Zhalgas Zhumagulov,0,0,0,0,0,0,0,0,0,0,...,0,0,0,0,0,0,0,0,0,0
Zhang Lipeng,0,0,0,0,0,0,0,0,0,0,...,0,0,0,0,0,0,0,0,0,0
Zhang Tiequan,0,0,0,0,0,0,0,0,0,0,...,0,0,0,0,0,0,0,0,0,0
Zhang Weili,0,0,0,0,0,0,0,0,0,0,...,0,0,0,0,0,0,0,0,0,0


Note that the matrix is very sparse since there are >2000 rows and columns, and only approx. 5000 fights. 
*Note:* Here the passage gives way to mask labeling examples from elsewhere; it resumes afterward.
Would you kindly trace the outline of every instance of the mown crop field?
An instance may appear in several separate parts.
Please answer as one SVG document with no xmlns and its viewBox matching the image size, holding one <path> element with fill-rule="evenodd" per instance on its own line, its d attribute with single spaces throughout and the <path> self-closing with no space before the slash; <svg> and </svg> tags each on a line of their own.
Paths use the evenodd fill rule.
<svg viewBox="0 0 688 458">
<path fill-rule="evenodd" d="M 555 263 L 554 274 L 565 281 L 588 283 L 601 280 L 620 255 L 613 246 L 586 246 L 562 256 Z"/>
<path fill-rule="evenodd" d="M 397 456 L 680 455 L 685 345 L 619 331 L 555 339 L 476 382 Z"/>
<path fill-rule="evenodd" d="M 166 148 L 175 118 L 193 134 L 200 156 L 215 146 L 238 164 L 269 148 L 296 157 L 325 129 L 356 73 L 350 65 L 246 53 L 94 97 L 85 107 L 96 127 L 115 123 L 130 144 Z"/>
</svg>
### Create the adjacency matrix for the un-directed graph

To create this adjacency matrix, we just have to mirror the directed adjacency matrix about its diagonal, which can be achieved by adding its transpose to itself.

In [26]:
M_undirected = M + M.T

### Find number of cycles/triangles

To do this, we just have to compute $M^{3}$ (for both matrices) and sum the diagonals

First, the directed matrix

In [29]:
M_3 = np.linalg.matrix_power(M, 3)
M_3_diag = np.diagonal(M_3)
print(M_3_diag)

[0 0 0 ... 0 1 0]


In [33]:
M_triangles = sum(M_3_diag[M_3_diag>0])
M_triangles

1053

So the variable $undirectedcycles$ = $1053$

Now for the undirected matrix

In [35]:
M_undirected_3 = np.linalg.matrix_power(M_undirected, 3)
M_undirected_3_diag = np.diagonal(M_undirected_3)
print(M_undirected_3_diag)

[ 0  0  0 ...  0 16  2]


In [36]:
M_undirected_triangles = sum(M_undirected_3_diag[M_undirected_3_diag>0])
M_undirected_triangles

13086

So the variable $directedcycles$ = $13086$

Before we find the final answer, we must note that for every undirected cycle, the algorithm will have recorded six. Two for each node in a cycle due to the possibility of the clockwise and counter-clockwise cycle.
\
For the undirected case, it will have recorded the same cycle 3 times. One for each node, but since there is the direction constraint, the cycle can only be in one direction.
\
We will factor this out in the final equation.

In [38]:
percent_transitive = ((M_undirected_triangles/6) -(M_triangles/3))/((M_undirected_triangles/6))*100
print(percent_transitive)

83.90646492434664


The results show that approximately 84% of three fight sequences display the transitive property.